ANIMAL CONTROL GAVE up their search on Wednesday, and our homeroom teachers distributed a safety precaution handout that culminated in a laughable series of true-false questions about coyote attacks. I rolled my eyes and turned it over on my desk, not caring that we were doing popcorn reading, since no one would dare to popcorn me.
My school was big on using recycled paper, and it took a moment before I recognized what was on the backs of our Preventing Coyote Attacks! handout: leftover fliers for last year’s Junior-Senior Luau, complete with a poorly photocopied picture of the class council in sunglasses and leis. If you held the handout up to the light, the photo of us seeped through, creating this disturbing impression that it was a picture of attack victims, that we were the cautionary tale.
When I drove over to the medical center later that afternoon, the sun was just beginning to set, and these shafts of golden sunlight slanted through the magnolia trees that divided the rows of parking spaces. In that light, the leaves looked fake, like they were made of wax. Cassidy would have loved them.
I was slightly early when I pushed open the door of Suite 322 North: Cohen and Ford Group Mental Health Practice. The receptionurse smiled at me blankly, and asked which doctor I was there to see, and if I was a new patient. I told her Dr. Cohen and I’d been before, and she typed something into the oldest functioning computer I’d ever seen, and said the insurance stuff was taken care of and I should just sit and relax.

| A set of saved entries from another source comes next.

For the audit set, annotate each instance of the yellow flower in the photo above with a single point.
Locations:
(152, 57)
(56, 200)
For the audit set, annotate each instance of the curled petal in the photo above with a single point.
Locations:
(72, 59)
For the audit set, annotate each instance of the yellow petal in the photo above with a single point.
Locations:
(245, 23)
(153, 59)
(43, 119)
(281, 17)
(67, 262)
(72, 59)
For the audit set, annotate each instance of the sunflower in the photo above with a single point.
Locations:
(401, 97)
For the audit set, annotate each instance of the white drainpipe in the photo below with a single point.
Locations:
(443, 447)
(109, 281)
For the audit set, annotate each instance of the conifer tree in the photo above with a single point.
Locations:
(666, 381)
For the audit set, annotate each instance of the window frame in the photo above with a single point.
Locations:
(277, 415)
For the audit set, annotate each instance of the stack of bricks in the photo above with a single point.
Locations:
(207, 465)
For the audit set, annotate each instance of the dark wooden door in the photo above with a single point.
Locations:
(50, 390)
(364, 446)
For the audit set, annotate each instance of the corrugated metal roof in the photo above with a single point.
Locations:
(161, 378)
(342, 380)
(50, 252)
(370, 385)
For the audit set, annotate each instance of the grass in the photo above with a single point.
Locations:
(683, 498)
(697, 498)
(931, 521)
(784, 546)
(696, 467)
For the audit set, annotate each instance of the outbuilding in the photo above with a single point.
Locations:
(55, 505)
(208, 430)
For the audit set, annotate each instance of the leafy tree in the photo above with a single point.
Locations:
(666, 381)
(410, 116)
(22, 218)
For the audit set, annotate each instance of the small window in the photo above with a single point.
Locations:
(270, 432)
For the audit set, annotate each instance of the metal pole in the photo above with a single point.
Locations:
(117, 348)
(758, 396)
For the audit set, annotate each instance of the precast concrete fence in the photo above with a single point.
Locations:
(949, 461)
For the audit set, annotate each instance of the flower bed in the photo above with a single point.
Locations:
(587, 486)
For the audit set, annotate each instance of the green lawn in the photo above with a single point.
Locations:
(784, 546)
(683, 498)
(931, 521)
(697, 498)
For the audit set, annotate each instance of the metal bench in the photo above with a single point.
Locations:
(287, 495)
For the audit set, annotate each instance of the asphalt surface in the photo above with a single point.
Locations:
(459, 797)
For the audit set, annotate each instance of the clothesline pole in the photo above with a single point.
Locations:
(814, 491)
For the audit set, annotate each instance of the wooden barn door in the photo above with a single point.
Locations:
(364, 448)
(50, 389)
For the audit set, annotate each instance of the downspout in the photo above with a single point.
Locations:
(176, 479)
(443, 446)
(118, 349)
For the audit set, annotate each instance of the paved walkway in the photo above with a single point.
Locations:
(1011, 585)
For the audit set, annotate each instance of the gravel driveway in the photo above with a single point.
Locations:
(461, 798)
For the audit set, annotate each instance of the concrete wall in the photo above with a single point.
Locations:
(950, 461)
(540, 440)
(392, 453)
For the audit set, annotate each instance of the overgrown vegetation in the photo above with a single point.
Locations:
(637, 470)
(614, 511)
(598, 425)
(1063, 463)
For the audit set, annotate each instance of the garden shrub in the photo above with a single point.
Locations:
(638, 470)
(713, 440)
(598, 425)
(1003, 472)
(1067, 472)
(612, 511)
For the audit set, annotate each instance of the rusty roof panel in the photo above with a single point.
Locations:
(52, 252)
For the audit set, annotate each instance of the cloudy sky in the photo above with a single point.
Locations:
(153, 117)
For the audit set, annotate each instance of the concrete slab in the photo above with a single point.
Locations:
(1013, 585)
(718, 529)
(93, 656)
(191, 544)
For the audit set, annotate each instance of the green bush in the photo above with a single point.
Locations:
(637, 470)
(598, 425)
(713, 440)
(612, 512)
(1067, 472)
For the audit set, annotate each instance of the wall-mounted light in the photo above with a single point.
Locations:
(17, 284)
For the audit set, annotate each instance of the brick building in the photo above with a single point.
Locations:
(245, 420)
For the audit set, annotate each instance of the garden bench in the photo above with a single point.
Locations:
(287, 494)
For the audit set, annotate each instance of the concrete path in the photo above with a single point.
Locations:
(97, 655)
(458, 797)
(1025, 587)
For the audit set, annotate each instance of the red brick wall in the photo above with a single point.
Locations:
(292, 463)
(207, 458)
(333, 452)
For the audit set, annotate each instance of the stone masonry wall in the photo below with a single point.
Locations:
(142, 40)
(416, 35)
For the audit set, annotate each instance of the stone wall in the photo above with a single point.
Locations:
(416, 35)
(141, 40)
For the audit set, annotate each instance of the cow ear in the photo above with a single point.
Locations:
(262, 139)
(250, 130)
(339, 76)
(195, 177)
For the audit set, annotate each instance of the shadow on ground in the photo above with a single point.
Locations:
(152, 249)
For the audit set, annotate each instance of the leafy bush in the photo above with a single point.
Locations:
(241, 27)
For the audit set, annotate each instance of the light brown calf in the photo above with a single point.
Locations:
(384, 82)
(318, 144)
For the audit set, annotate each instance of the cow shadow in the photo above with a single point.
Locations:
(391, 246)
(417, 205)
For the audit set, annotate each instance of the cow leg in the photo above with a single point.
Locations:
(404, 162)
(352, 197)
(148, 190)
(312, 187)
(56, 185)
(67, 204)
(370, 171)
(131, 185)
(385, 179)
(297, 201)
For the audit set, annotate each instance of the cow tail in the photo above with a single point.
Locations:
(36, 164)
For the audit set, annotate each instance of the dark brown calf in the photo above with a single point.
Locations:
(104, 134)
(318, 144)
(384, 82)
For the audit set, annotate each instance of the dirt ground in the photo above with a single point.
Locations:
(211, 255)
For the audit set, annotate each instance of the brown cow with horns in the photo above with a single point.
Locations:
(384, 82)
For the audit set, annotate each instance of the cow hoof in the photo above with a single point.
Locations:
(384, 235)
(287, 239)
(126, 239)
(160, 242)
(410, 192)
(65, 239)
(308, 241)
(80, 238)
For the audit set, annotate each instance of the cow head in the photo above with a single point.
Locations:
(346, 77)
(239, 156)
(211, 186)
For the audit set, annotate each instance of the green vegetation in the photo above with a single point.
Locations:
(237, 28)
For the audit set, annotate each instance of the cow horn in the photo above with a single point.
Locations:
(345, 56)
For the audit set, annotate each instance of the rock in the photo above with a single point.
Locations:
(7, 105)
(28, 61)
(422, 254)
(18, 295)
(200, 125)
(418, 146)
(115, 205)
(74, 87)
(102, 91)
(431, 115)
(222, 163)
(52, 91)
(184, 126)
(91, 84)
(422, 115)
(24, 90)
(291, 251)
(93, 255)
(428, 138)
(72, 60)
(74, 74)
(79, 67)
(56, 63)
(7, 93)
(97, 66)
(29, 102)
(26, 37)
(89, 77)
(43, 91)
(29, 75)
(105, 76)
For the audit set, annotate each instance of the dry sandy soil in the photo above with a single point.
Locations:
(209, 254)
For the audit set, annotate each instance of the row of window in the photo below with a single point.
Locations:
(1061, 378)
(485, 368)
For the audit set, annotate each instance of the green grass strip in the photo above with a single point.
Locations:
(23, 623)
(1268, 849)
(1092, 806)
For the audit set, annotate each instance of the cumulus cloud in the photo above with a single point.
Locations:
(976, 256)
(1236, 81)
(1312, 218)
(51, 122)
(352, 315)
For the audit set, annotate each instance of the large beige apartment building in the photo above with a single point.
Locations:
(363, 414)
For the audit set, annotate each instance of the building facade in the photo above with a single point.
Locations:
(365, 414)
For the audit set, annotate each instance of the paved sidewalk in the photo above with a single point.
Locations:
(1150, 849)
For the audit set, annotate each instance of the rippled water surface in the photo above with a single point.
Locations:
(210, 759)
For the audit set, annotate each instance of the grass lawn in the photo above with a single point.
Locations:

One thing I’ve noticed is that the only places people insist you relax are the least relaxing places on the planet. Airplanes, the dentist, psychiatric waiting rooms, those little curtained-off areas in the hospital where you have an IV put in. Anyway. I sat, waited, considered how incredibly unrelaxed I felt.
The whole place, and I really mean all of it, was decorated for Festivus. There were non-denominational snowmen, and seasonal snowflakes, and glittering garlands of enormous plastic peppermints. It was pretty terrible. Plus there was this older lady already sitting there, wearing a sari and an I’m-waiting-for-my-kid expression as she flipped through a decrepit magazine.
She coughed and shifted in her chair, making the peppermint garland rattle. A small avalanche of glitter sloughed off, and I wasn’t lucky enough to avoid it. I made a face and tried to wipe it from my shoulders, but there was no use.
The receptionurse poked her head through the vestibule and let me know that Dr. Cohen was running about twenty minutes behind. I sighed and put on my headphones, taking out the college app I was working on. The lady with the magazine was being pretty nosy, and after about five minutes, she finally decided to come out with it.
“Are those college applications?”
I nodded.
“Where are you applying?” she asked shamelessly.
“Um, this one’s for Duke,” I said, “and this is for Dartmouth.”
“You must be a smart boy.” She said it like I was some three-year-old, which wasn’t actually reassuring.